以前は小さな身体にコンプレックスを抱き、重い機械鎧を抱えながらそうとは分からせないように身軽に動いていた。精神が過去に縛られ、何の重荷もない自分というのがよく分からない。六年も軽い身体で過ごしてきたにも係わらず、魂に刻まれているのは鋼の手足の記憶だ。

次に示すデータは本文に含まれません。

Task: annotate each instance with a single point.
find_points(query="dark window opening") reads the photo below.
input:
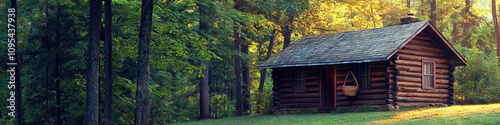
(298, 85)
(364, 75)
(428, 73)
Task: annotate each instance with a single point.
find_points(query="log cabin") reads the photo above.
(410, 64)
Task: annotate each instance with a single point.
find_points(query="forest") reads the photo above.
(173, 61)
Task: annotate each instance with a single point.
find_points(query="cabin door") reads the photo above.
(329, 88)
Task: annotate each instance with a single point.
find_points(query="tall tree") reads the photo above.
(142, 96)
(204, 104)
(57, 68)
(237, 71)
(495, 22)
(467, 24)
(433, 12)
(18, 88)
(108, 65)
(287, 31)
(92, 103)
(246, 78)
(263, 72)
(237, 68)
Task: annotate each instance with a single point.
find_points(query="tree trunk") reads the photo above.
(408, 3)
(108, 66)
(467, 24)
(263, 72)
(204, 92)
(47, 64)
(246, 79)
(92, 104)
(433, 12)
(57, 68)
(237, 71)
(287, 32)
(454, 33)
(495, 22)
(142, 103)
(17, 67)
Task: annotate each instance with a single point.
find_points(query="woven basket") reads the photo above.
(350, 90)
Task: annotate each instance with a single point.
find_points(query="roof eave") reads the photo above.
(462, 62)
(321, 64)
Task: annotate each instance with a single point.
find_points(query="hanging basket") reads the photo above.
(350, 90)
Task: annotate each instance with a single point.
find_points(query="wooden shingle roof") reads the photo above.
(348, 47)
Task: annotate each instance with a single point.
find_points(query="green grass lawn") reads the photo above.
(474, 114)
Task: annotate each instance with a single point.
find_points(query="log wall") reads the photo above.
(285, 98)
(405, 74)
(375, 94)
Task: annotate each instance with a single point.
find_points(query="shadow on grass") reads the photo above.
(431, 113)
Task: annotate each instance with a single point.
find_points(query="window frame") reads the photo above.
(297, 82)
(368, 75)
(433, 74)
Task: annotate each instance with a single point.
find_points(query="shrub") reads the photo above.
(479, 81)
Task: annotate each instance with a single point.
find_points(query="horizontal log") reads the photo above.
(410, 74)
(422, 48)
(377, 79)
(286, 79)
(441, 86)
(300, 105)
(377, 73)
(419, 89)
(426, 43)
(442, 66)
(286, 90)
(420, 38)
(409, 84)
(302, 95)
(377, 66)
(417, 103)
(341, 75)
(393, 71)
(286, 85)
(312, 71)
(421, 53)
(312, 77)
(438, 76)
(408, 62)
(442, 81)
(361, 102)
(312, 83)
(362, 97)
(409, 79)
(312, 89)
(419, 58)
(371, 91)
(378, 85)
(442, 71)
(409, 68)
(285, 73)
(414, 94)
(300, 100)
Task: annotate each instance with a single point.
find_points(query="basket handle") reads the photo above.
(352, 76)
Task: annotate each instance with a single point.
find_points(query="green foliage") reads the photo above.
(179, 51)
(478, 82)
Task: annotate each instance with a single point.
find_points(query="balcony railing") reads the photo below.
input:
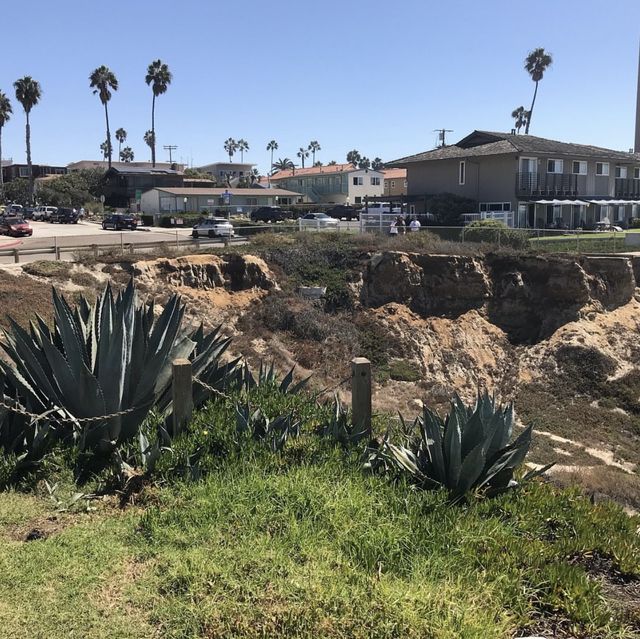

「心が成長しなきゃ、身体も成長しないのさ。オレもまだまだガキだって事だな。……アルも背ばっかじゃなく、中身を伸ばせよ。もっと大きな人間になって母さんを支えてやってくれ」
「兄さんが成長途中だっていうなら、ボクなんかどうなるのさ。アメストリス中の十五歳を集めたって兄さん以上の人間なんかいるもんか」
「世界は広い。オレ以上の人間だっている。下を見たらきりがない。だから常に上を見てろ」
「兄さんてたまにうんと年上の人みたいに説教じみた言い方するよね。なんか達観してるというか…ジジくさい」
「なにおう。アルがガキっぽいだけだろ。まったくお子様のくせに」
「だからいつまでボクを子供扱いしないでって言ってるでしょ。そりゃあ兄さんに比べたらボクなんか半人前だろうけど、それでも頑張ってるつもりだよ。比べる人が大きすぎるからそんなに成長してるように見えないかもしれないけど。……兄さんが偉大すぎるんだ」
「オレは偉大なんかじゃねえよ。ただの半端者さ」
「何処が? 兄さんが半端だったら、ボクなんかまだ殻付きのヒヨコだ」
「アルはそのまま成長してけばいいさ。そのまっすぐさがオマエの良い所だ。このまま曲がらない大人になれ。間違ってもオレや親父のようにはなるなよ。親父は身勝手だし、オレも……オレもそうだ。自分の我侭ばかり通して、結果周りの人間を不幸にする。そして失敗から何も学ばない。オレは成長しない人間だ。間違ってもオレを手本にするなよ。するなら反面教師にしろ」
「やだなあ。兄さんが自分を卑下するなんて珍しいね。何かヤな事でもあった?」
アルフォンスはエドワードの言葉を冗談と受け止めた。
「……何もないさ。ただ……親父と会って、つくづくホーエンハイムの血筋は身勝手だと思い知らされただけだ。あの男の血は愛する者を不幸にする。アルは親父に似なくて良かったと思うよ」
「兄さん……。ボクはできるなら兄さんに似たかった。天才で格好良くて孤高で強くて……ボクの自慢だよ」
「オマエの目にそう見えるとしたら、オレがそういう風に行動しているだけだ。中身までそうとは限らない」
「行動って人の全てだと思うけど。どんなに崇高な思想を持っていても、動かなければただの空想でしかない。人の価値観は成してきた事実で決まると思う。兄さんのしてきた事は充分尊敬に値する。兄さんはどうしてそんなに自分を低く評価するの? 謙遜してるつもり?」
「それは……疲れてるのかもな。色々ストレス溜めてるからな」
「兄さんは働きすぎだよ。少し休まなきゃ」
アルフォンスの心配げな眼差しにエドワードは「そうだな」と笑顔を作った。
くっつきたがるアルフォンスをエドワードは優しく撫でる。
可愛い弟。感じるのは愛情と罪悪感。
思えばエドワードはいつも弟に罪の意識を感じてきた。
「厄介になるんだから、夕飯の手伝いくらいはしないとな。……サテラさんのとこに行こうぜ」
「そうだね。妊婦さんばかり働かせるのはよくないよね」
雷鳴と雨の音が窓ガラスと鼓膜を叩く。
今日は夕飯は抜きだろうな。…という本音を隠してエドワードは振り返って窓の外の暗い景色を眺めた。さきほどの落雷。きっとあれで吊り橋が落ちた。
懐かしい活劇映画を見るように、エドワードはリアルな現実を他人事のように受け止めた。